Say the current thread holds a lock, then the same thread calls

synchronize(lock)

again, will deadlock happen?

I vaguely remember that the lock is re-entrant for the same thread, what does that mean?

1
  • 3
    How about googling a little bit? Jun 10, 2012 at 10:13

3 Answers 3

8

From documentation:

Thread cannot acquire a lock owned by another thread. But a thread can acquire a lock that it already owns. Allowing a thread to acquire the same lock more than once enables reentrant synchronization. This describes a situation where synchronized code, directly or indirectly, invokes a method that also contains synchronized code, and both sets of code use the same lock.

7

You remember correctly, reentrant means that the same thread can obtain the same lock several times, e.g.:

private final Object lock = new Object();

public void foo() {
    synchronized(lock) {
        bar();
    }
}

public void bar() {
    synchronized(lock) {
        //...
    }
}

works as expected, as well as (here this is used as an implicit lock object):

public synchronized void foo() {
    bar();
}

public synchronized void bar() {
    //...
}

and no deadlocks occurs. Of course other threads can't access neither foo() nor bar() at the same time because the lock is already taken.

The bottom line: locks are take by threads, not by methods/blocks of code. And taking a lock already obtained by the same thread is a no-op.

0

Every object has a lock and a key to protect its crucial data state, so does every Class has a lock and a key to protects its crucial static data state.

synchronized keyword on the atomic statements (either method or atomized statements)

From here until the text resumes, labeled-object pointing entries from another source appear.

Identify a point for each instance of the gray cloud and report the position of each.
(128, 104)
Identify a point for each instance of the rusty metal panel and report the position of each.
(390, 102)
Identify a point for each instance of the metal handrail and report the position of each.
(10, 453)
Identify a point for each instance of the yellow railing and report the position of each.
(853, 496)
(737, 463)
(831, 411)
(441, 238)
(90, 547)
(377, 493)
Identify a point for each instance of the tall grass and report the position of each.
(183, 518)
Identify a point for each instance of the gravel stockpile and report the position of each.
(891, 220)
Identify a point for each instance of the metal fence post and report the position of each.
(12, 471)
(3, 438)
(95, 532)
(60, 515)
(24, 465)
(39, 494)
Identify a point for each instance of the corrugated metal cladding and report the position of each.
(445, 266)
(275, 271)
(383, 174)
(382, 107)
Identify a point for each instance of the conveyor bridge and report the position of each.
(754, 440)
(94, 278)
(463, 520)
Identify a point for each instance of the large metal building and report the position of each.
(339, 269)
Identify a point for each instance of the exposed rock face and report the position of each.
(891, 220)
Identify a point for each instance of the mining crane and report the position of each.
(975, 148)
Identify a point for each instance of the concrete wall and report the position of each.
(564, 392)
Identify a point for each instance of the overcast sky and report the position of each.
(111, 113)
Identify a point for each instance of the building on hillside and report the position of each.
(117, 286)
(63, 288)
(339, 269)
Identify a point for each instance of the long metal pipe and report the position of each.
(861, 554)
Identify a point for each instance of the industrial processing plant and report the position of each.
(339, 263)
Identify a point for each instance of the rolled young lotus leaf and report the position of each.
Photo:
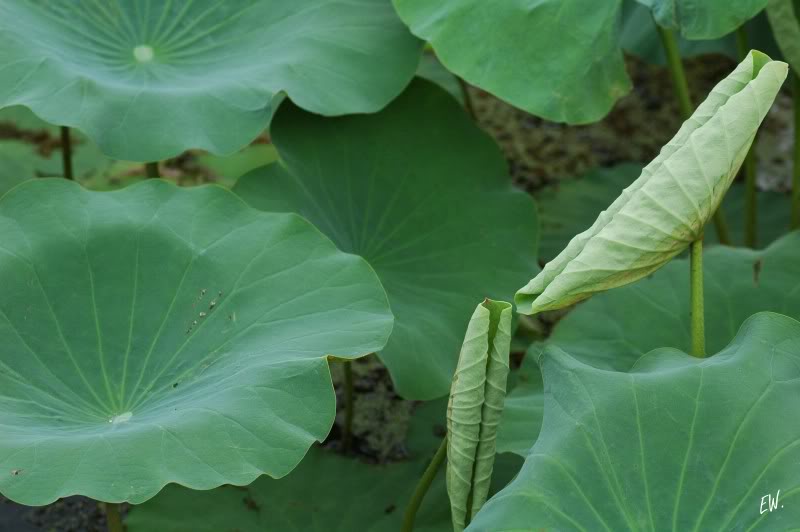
(475, 408)
(666, 208)
(786, 29)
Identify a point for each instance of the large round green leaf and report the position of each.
(679, 443)
(571, 206)
(614, 329)
(158, 334)
(326, 493)
(149, 79)
(506, 47)
(424, 195)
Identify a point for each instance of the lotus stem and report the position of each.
(66, 152)
(423, 485)
(467, 98)
(113, 518)
(151, 170)
(347, 436)
(751, 197)
(681, 85)
(698, 325)
(796, 167)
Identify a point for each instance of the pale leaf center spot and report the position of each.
(143, 53)
(122, 418)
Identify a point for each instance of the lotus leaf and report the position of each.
(572, 206)
(157, 334)
(679, 443)
(613, 330)
(507, 49)
(667, 207)
(475, 407)
(326, 493)
(422, 194)
(148, 79)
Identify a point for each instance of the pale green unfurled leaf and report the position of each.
(666, 208)
(475, 408)
(786, 29)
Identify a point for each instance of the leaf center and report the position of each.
(143, 53)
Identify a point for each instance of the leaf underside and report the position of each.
(475, 407)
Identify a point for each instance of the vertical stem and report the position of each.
(151, 170)
(467, 99)
(749, 167)
(796, 168)
(113, 518)
(676, 70)
(347, 436)
(697, 309)
(685, 103)
(423, 485)
(66, 152)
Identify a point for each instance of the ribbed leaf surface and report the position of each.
(475, 408)
(666, 208)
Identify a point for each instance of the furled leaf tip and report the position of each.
(475, 408)
(666, 208)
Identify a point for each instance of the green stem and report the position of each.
(467, 99)
(697, 310)
(151, 170)
(685, 103)
(796, 168)
(113, 518)
(66, 152)
(423, 485)
(676, 70)
(749, 167)
(347, 436)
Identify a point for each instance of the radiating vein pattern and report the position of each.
(678, 443)
(133, 322)
(422, 194)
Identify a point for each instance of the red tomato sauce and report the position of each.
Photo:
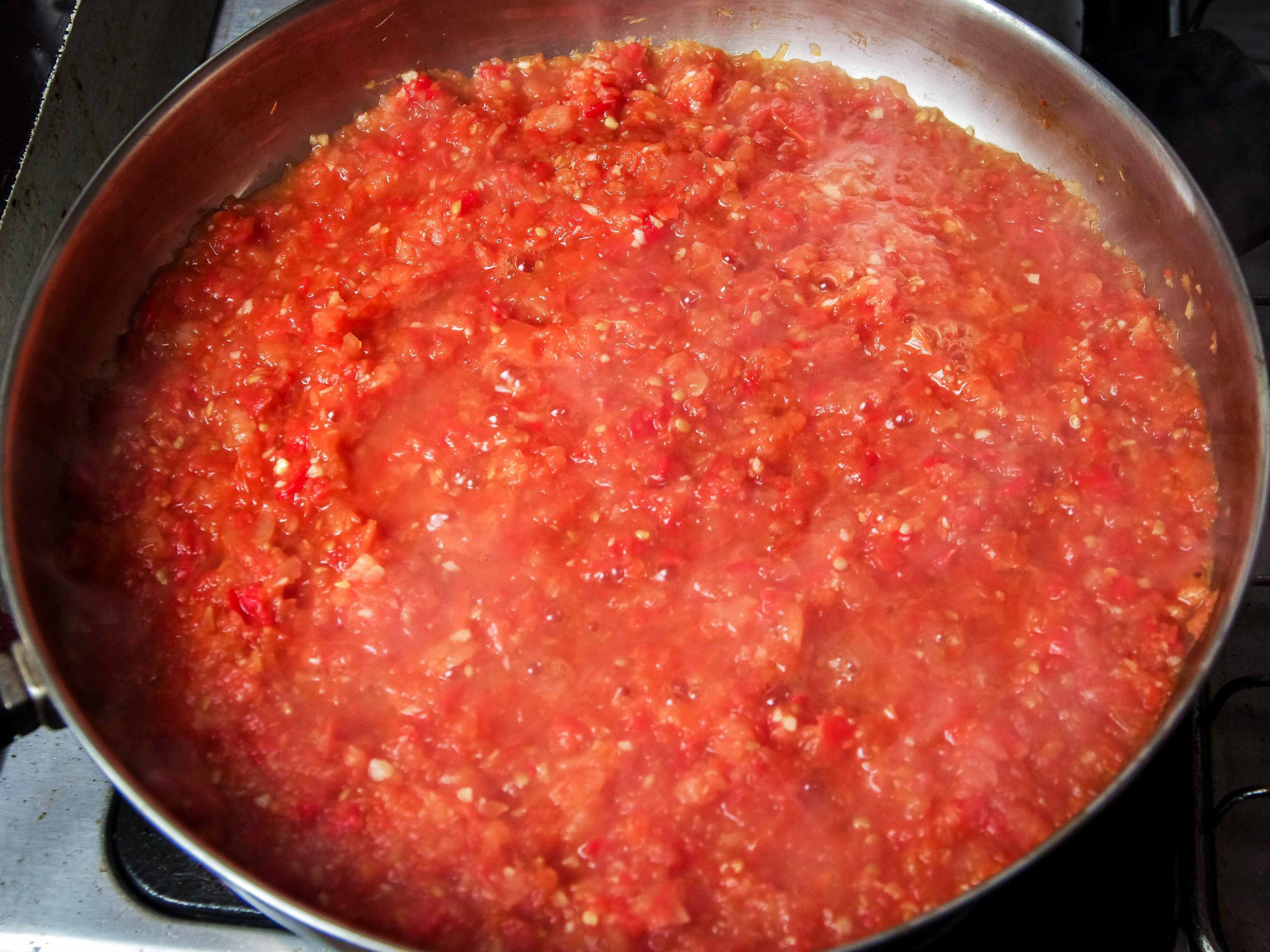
(642, 500)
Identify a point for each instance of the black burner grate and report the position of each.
(164, 878)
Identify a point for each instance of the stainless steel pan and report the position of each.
(238, 119)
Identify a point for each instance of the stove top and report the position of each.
(82, 871)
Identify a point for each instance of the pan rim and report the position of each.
(298, 916)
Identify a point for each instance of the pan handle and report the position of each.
(23, 701)
(1213, 107)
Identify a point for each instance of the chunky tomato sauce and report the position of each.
(643, 500)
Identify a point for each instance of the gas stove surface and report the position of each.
(79, 871)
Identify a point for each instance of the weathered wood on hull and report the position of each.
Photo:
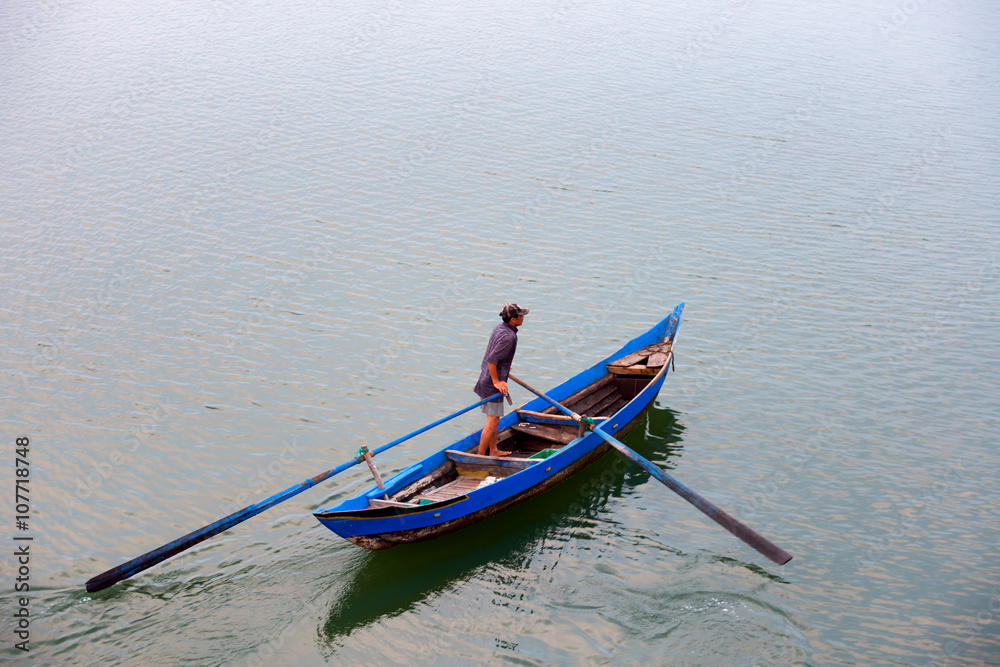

will be like locking the object. When a thread access that method or atomic statement, it has to obtain the key for that object.

Once it obtains the key, 
its free to access this synchronized method/statement
or any other synchronized method/statement of that object.
Thats what reentrant is all about.

But no other thread will be able to access this object's synchornized blocks until current key holding thread, let go of the key.